SUP race series launched on local lakes

For anyone looking to add a little competitive kick to their experiences in the fast-growing sport of stand-up paddleboarding, a new race series has been initiated on the waters of Whistler’s lakes.

Jason Maartense of Stand Up Paddleboard B.C. (SUPBC), the Whistler- and now also Penticton-based rental, sales and instruction business that debuted last year, has been running the Naish 2010 SUP Race Series this summer to add a fun taste of recreational racing to the local slate of paddleboarding experiences.

As a dealer of Naish equipment, SUPBC’s Maartense was asked to initiate a Whistler edition of the race series that the boarding company is sponsoring in 12 locales around North America, Maartense said. The three-lap races can get the competitive juices flowing for local practitioners of the burgeoning sport, and the top three male and female racers earn the chance to participate in a championship race in Lake Tahoe on Sept. 27.

“It gives you that incentive to train and get better,” Maartense said of the races. Now an experienced and ultra-fast stand-up paddleboarder and instructor himself, he said he found his own first race quite inspiring in a way.

He wound up thinking, “I’ll never do that again without some training,” he laughed.

By The Question’s press deadline, three of the series’ six races had already run on lakes around Whistler, and the fourth was set for Wednesday evening (Aug. 25) on Nita Lake, running alongside the popular Nita Lake Lodge $25 barbecue night.

The fifth race of the season is scheduled for Sunday (Aug. 29) at 6 p.m. on Nita Lake, and the final race is set to run next Wednesday (Sept. 1) with the lake to be determined.

“The series is based on a cumulative scoring system, and a strong showing in each of the races could still win you an invitation to the championship race,” Maartense wrote in an email.

Maartense started out trying to stage each race on a different Whistler lake, but the logistics of moving around have proven tricky, so the third and fourth rounds of racing both ran on Nita Lake.

The first outing in the series, also at Nita Lake, drew about eight paddleboarders, and numbers have fluctuated for subsequent races. Katie Wruck made a splash as the overall winner of Race No. 1 on July 25, before the second event in the series was staged on Alta Lake on Aug. 8.

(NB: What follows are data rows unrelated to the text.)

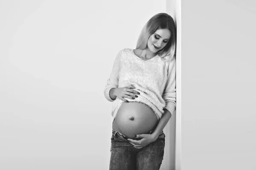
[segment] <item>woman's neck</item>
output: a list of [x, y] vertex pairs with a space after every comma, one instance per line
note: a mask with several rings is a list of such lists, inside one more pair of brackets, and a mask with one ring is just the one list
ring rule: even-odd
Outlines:
[[151, 59], [157, 55], [157, 53], [153, 53], [148, 48], [144, 50], [137, 49], [135, 50], [138, 50], [137, 52], [138, 52], [138, 54], [140, 57], [143, 58], [145, 60]]

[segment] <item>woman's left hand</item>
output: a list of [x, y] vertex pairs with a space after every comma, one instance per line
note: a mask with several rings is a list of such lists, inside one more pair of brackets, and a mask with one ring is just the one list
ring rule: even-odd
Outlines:
[[136, 135], [136, 138], [141, 138], [140, 140], [133, 140], [128, 139], [130, 143], [134, 145], [134, 147], [137, 149], [140, 149], [155, 141], [155, 139], [154, 135], [150, 134], [142, 134]]

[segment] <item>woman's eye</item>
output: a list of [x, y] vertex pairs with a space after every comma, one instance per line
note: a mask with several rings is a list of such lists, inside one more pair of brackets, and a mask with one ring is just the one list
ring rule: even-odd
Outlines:
[[156, 39], [159, 39], [159, 37], [157, 37], [157, 36], [156, 35], [155, 35], [155, 38]]

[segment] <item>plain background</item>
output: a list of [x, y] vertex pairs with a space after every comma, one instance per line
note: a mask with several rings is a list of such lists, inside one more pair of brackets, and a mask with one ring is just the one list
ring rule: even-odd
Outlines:
[[256, 3], [181, 1], [181, 170], [256, 169]]
[[[0, 169], [108, 169], [105, 86], [118, 52], [135, 48], [166, 1], [0, 4]], [[175, 166], [172, 129], [162, 170]]]

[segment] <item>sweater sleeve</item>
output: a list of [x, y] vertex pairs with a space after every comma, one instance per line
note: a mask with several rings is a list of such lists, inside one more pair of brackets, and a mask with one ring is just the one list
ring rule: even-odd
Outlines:
[[172, 57], [169, 63], [167, 74], [167, 81], [163, 94], [163, 98], [166, 105], [164, 108], [168, 110], [171, 114], [176, 109], [176, 60]]
[[118, 87], [119, 73], [121, 66], [121, 60], [123, 50], [120, 51], [116, 57], [112, 71], [109, 78], [107, 81], [107, 85], [104, 89], [104, 95], [106, 99], [110, 102], [113, 102], [109, 96], [109, 91], [111, 88]]

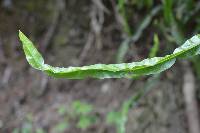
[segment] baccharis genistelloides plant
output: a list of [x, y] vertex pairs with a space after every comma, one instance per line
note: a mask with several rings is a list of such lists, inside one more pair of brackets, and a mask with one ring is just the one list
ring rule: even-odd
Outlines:
[[35, 69], [60, 78], [133, 78], [142, 75], [157, 74], [169, 69], [177, 58], [186, 58], [200, 54], [200, 35], [188, 39], [182, 46], [176, 48], [170, 55], [153, 57], [140, 62], [121, 64], [95, 64], [82, 67], [53, 67], [44, 63], [44, 59], [33, 43], [19, 31], [19, 38], [28, 63]]

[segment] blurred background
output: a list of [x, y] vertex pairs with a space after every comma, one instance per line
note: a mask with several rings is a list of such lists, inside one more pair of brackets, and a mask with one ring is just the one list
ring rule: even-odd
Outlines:
[[200, 32], [198, 0], [0, 0], [0, 132], [200, 132], [199, 56], [135, 80], [56, 79], [28, 65], [19, 29], [53, 66], [139, 61]]

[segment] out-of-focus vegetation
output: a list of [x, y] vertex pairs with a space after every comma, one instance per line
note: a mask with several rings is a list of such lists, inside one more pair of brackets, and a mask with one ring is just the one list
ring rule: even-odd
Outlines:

After last summer’s seeming surge of interest in the sport, with standing silhouettes appearing all over on Whistler waters, Maartense said this year has been a bit slower due to the vagaries of weather.

“It’s been a little slow because of the weather, and the water’s still a little cold. But when it’s sunny out people are getting interested, for sure,” he said.

He’s keen on showing rookies the fitness values of the fun sport, which pushes paddlers to strengthen their core muscles while propelling themselves onward in the standing position on the surprisingly stable boards.

Maartense said he wants curious new participants to realize that “‘I really can get fit the easy way.’ That’s the simplest way to explain it,” he said.

“As well as it being fun, people realize if you keep trying it and keep doing it, it’s the fastest and easiest way to get fit ever, and the funnest way. It’s painless.”

He’s planning a push for fall involving new initiatives such as affordable and fun morning fitness classes.

Stay tuned to supbc.com for more information on classes and the Naish race series.

Race entry is free, and participants without boards and paddles can rent equipment from SUPBC for $25.